Though Paul nodded absently, his mind was reeling. “You should have told me sooner.” It seemed impossible that this could have happened to the girl he loved. That anyone would have harmed her. She had suffered from this and told no one. Not even her own family. And though his instincts wanted to rage at Sinclair for never telling him of it, he knew the man had kept the secret he’d been given.
“You told me this, so I would no’ push her too hard,” he said dully.
“Aye. She doesna trust men. And you can understand why she’s refusing to wed.” Cain crossed his arms over his chest. “I won’t be speaking of this again.

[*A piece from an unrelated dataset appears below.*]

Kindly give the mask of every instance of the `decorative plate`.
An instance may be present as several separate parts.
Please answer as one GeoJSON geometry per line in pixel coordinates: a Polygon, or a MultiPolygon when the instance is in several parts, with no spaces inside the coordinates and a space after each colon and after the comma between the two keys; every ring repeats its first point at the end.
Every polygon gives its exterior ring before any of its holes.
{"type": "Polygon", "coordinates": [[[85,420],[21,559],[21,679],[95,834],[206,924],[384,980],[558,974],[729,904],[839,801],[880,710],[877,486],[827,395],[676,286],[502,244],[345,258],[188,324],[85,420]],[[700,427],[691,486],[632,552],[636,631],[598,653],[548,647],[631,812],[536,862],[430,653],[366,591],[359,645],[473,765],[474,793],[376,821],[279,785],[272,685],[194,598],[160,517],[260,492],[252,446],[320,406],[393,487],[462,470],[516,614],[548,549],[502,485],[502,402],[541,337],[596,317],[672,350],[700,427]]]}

I only told you because you should understand why she will no’ let any man close to her. If it’s Juliette you want, then you’ll have to be patient.”
Patience was the last thing on Paul’s mind. He wanted vengeance against the man who had done this to her. Just imagining her terror numbed him from deep inside. She’d been alone, suffering through an attack that never should have happened.
“I escorted her to London a few days later,” Sinclair continued. “She stayed with her aunt for a long time. I think she was avoiding Ballaloch.”
And now that she’d returned, Juliette seemed eager to leave. It was possible that her attacker was still here.
Paul let out a slow breath, wondering what he should do now. He couldn’t allow her to know that Sinclair had told him. But now, her reluctance made sense. Her innocence had been stolen from her. More than likely, he’d frightened her when he’d tried to hold her in the stable.
“I need time to think,” he said to Sinclair at last. “But you’ve my thanks for telling me of this. I willna let on that I ken.”